Quantized fracture mechanics

Abstract

A new energy-based theory, quantized fracture mechanics (QFM), is presented that modifies continuum-based fracture mechanics; stress- and strain-based QFM analogs are also proposed. The differentials in Griffith's criterion are substituted with finite differences; the implications are remarkable. Fracture of tiny systems with a given geometry and type of loading occurs at ‘quantized’ stresses that are well predicted by QFM: strengths predicted by QFM are compared with experimental results on carbon nanotubes, β-SiC nanorods, α-Si3N4 whiskers, and polysilicon thin films; and also with molecular mechanics/dynamics simulation of fracture of carbon nanotubes and graphene with cracks and holes, and statistical mechanics-based simulations on fracture of two-dimensional spring networks.
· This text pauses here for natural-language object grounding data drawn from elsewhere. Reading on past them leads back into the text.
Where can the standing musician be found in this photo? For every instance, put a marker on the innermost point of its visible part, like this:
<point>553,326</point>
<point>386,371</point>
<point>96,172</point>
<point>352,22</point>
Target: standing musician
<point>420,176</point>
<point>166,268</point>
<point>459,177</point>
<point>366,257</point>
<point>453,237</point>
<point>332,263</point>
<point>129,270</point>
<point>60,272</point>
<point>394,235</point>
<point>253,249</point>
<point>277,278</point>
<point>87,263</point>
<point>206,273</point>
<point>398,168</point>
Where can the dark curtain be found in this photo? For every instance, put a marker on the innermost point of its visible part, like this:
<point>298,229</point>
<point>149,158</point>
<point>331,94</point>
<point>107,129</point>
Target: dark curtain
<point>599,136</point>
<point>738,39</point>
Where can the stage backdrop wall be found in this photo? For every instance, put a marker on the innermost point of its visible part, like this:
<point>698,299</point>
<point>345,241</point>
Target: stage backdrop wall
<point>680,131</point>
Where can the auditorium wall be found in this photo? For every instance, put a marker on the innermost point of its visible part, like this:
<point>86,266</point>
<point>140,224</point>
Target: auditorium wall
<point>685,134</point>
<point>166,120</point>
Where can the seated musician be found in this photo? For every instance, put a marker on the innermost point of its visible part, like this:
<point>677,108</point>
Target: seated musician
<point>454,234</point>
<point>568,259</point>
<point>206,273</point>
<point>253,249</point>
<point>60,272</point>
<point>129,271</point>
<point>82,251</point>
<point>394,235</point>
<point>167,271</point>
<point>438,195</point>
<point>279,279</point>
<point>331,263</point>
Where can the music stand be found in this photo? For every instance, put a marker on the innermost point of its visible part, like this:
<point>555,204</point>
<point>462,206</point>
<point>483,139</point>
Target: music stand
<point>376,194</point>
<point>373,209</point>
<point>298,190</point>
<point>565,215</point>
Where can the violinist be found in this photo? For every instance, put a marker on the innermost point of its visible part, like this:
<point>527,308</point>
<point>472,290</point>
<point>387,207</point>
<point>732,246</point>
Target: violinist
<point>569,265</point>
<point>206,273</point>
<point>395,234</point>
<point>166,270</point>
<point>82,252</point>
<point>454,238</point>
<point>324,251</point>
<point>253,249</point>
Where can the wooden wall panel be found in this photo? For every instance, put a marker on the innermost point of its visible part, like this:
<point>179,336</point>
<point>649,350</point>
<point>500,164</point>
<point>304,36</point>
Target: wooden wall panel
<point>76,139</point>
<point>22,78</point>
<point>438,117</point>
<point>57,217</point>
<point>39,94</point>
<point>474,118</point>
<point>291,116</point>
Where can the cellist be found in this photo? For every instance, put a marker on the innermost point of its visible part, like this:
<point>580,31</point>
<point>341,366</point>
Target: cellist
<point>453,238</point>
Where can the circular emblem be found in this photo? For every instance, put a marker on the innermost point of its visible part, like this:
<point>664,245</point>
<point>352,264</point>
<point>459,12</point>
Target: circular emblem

QFM is self-consistent, agreeing to first-order with linear elastic fracture mechanics (LEFM), and to second-order with non-linear fracture mechanics (NLFM). For vanishing crack length QFM predicts a finite ideal strength in agreement with Orowan's prediction. In contrast to LEFM, QFM has no restrictions on treating defect size and shape. The different fracture Modes (opening I, sliding II and tearing III), and the stability of the fracture propagations, are treated in a simple way.